Да как только? В одиночку такое дело не одолеть... Думал Яков, думал, да придумал. Решил он к главному евнуху Джафар-Сефи, что в сокровищницу шахскую проникнуть ему помог, пойти. Да историю придумал, чтоб тот поверил ему, да, поверив, помог делом или советом.
Собрал деньги все, какие у него были, подарков накупил дорогих да в дом к тому заявился. А дом тот не дом вовсе, а дворец, богатством своим шахскому подобный — кругом ковры, золото, шелка, фонтаны бьют водой ключевой, птицы-павлины важно ходят, в клетках, что в саду стоят, тигры рыком страшным кричат!
Джафар-Сефи встретил Якова, на подушках пуховых возлежа да четки перебирая. Тело его в подушках утопает, и само оно будто подушки мягкое да гладкое, и коль говорит или движется евнух, все оно дрожит и перекатывается, будто студень живой.
Улыбается сладко, кивает Джафар-Сефи. Хоть навстречу Якову, как было, когда посол русский в дом к нему пришел, не встает. Но приветствует радостно:
— Не обойден счастьем дом, куда пришел столь добрый гость!

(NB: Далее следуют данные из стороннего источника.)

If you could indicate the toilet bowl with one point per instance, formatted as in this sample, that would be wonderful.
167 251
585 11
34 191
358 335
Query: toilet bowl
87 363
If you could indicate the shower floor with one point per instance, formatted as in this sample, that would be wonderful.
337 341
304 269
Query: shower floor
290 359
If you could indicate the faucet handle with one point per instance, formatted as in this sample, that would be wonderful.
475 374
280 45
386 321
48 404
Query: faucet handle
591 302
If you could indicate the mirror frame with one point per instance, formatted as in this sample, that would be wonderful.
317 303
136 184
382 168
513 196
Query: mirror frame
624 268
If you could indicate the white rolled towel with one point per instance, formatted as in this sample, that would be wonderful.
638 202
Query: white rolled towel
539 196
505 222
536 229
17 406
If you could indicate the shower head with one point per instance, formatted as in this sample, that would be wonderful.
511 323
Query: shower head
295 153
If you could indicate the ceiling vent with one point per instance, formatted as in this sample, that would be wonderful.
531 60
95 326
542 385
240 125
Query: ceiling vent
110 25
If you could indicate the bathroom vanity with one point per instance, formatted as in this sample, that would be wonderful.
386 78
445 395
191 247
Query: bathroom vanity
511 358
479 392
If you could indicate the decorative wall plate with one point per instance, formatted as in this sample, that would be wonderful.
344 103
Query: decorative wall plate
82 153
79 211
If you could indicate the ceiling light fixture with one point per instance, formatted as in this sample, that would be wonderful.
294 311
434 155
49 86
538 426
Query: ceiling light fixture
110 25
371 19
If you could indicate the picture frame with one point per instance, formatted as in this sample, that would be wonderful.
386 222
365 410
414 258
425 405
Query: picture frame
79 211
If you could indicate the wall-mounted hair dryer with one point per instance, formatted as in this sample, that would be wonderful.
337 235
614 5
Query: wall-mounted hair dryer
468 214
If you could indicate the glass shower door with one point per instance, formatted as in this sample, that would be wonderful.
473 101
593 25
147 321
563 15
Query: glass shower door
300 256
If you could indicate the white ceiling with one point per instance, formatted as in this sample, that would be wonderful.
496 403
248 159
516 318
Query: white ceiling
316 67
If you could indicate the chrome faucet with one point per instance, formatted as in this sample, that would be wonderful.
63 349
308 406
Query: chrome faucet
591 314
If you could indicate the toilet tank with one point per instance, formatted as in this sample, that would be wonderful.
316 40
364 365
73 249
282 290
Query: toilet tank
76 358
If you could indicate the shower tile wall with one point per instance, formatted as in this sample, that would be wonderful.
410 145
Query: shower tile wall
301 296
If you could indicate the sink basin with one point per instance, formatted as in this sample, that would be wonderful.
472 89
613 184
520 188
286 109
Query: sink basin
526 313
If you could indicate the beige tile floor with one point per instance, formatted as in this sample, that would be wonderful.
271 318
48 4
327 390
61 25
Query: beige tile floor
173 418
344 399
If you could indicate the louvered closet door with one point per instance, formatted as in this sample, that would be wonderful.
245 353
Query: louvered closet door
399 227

Аллах свидетель, как рад я визиту твоему...
Не все Яков понимает, хоть полгода уж как в Персии живет — больно труден язык персиянский для человека русского. А толмача с собой он на этот раз не взял.
— Садись, дорогой, хурму кушать, кальян курить, — улыбается счастливо главный евнух, на стол, полный яств, перстами указывая.
Но видя, что невесел гость, сам опечалился да спросил:
— Или беда какая привела тебя ко мне? Так пусть она станет моей бедой. Говори, почтенный...
Кивнул Яков да историю свою печальную рассказал:
— Был я на базаре, где с купцами о камнях самоцветных говорил, да тому подивился, что глядят они на меня во все глаза и меж собой шепчутся. Спросил я, чем удивил их. И сказали они мне, будто год назад или чуть боле купил визирь на базаре деву, что шаху подарил. И будто та дева на меня похожа как две капли воды...
Кивает евнух, Якову внимая.
— Сперва подивился я, а после, как с базара пришел, про сестру свою вспомнил, что татарами в полон уведена была да с тех пор пропала, будто и не было ее. Подумал я — ну, как она это? Ведь верно, похожи мы с ней, хоть полу разного!
Молчит евнух, четки перстами перебирая, не торопит гостя да не перебивает, и ничего-то на лице его не прочесть, только сочувствие одно.
Продолжает Яков:
Коль сестра это моя, хотел бы я то доподлинно знать, ибо батюшка с матушкой уж давно все глаза по дочери своей родной проплакали, думая, что нет уж той на белом свете. А может, не так то...
— Вах-вах! — кивает сочувственно Джафар-Сефи.
— Кабы мне на нее глазком хоть одним взглянуть или словом перемолвиться, да убедиться, что жива она, — то-то батюшка с матушкой обрадовались бы!
— Вах-вах! — качает головой главный евнух. — Есть в гареме наложницы из Индии и Китая, есть из Турции и Ишпании, даже и из Африки самой. Есть и которые на Руси прежде жили... Да не одна, а много, и все — одна другой краше, все подобны сернам! Может, и найдется средь них сестра твоя — да только увидеть ее тебе не дано!